This absorbing study examines the US infantry against the Chinese Army in the unforgiving terrain of Korea during the first real clash of the Cold War.
In 1945 Korea entered the post-war world already partitioned at the 38th Parallel, the north firmly within the Soviet zone of influence and the south an ally of the United States. In June 1950 the Soviet-equipped North Korean forces struck south. After a series of North Korean successes, a dramatic fightback spearheaded by US landings at Inchon pushed the invaders back across the 38th Parallel, the United Nations forces in hot pursuit. The North Koreans had retreated almost as far as the Yalu River when 300,000 Chinese flooded across the border, driving the UN forces all the way back to Seoul.

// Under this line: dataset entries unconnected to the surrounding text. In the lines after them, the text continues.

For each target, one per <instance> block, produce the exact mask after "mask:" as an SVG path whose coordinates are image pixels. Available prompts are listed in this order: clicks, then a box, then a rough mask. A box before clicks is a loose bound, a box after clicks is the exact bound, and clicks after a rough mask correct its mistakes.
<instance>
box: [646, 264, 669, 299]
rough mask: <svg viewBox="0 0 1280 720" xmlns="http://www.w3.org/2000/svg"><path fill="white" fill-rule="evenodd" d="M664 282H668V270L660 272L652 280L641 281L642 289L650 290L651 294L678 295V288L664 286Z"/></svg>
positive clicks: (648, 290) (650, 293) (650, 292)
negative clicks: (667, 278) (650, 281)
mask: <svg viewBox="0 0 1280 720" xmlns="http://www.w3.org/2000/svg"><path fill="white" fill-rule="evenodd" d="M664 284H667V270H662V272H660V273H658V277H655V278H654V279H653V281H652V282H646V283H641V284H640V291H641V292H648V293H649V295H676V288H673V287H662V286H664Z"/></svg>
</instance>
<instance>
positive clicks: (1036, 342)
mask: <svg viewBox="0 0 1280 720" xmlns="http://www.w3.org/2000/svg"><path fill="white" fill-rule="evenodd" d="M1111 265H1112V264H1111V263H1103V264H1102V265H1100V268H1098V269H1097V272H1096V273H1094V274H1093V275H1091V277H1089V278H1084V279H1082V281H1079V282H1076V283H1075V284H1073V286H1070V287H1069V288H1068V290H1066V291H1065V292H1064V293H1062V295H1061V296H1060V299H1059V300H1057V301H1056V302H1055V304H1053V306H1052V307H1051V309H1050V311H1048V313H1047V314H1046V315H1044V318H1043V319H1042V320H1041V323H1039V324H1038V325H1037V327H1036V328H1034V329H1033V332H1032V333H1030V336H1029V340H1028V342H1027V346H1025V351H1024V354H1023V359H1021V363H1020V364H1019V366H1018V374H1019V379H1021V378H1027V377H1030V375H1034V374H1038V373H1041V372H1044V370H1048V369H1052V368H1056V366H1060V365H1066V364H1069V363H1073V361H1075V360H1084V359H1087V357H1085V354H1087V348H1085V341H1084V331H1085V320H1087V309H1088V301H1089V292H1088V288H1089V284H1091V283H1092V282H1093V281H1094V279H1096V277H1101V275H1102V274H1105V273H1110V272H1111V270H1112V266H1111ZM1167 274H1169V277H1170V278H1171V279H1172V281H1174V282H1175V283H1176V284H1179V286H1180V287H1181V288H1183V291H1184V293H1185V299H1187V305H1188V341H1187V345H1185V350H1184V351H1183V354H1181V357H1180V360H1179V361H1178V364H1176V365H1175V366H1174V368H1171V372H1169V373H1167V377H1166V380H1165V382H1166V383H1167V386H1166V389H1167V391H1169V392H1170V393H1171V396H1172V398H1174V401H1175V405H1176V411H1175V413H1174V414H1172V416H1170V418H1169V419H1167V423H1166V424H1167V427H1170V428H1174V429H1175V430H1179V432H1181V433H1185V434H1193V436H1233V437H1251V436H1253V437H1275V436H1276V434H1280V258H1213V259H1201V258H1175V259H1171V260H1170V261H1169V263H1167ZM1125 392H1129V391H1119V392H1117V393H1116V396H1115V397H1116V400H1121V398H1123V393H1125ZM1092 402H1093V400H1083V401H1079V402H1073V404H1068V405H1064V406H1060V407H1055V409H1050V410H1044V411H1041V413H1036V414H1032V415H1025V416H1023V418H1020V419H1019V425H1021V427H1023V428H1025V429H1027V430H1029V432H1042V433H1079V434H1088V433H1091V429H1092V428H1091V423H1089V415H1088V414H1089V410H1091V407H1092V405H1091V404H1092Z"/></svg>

Armed and equipped with much the same weaponry and doctrine that they had employed in the last years of World War II, US units in Korea would often find themselves outnumbered, fighting in extremely difficult terrain that precluded the widespread use of armor. Having been at war more or less continuously since 1937, the Chinese would prove to be a formidable foe. Buoyed by success in the recent Chinese Civil War, the Chinese contingent committed to Korea was composed of experienced and dedicated troops, and it would make its mark once more in Korea.
Featuring specially commissioned artwork, this study assesses the US and Chinese forces that clashed at Chipyong-ni (February 13–15, 1951), Triangle Hill (October 14–November 25, 1952), and Pork Chop Hill (July 6–11, 1953), casting light on the origins, doctrine, combat effectiveness, and reputation of these two very different forces during the struggle for victory in Korea.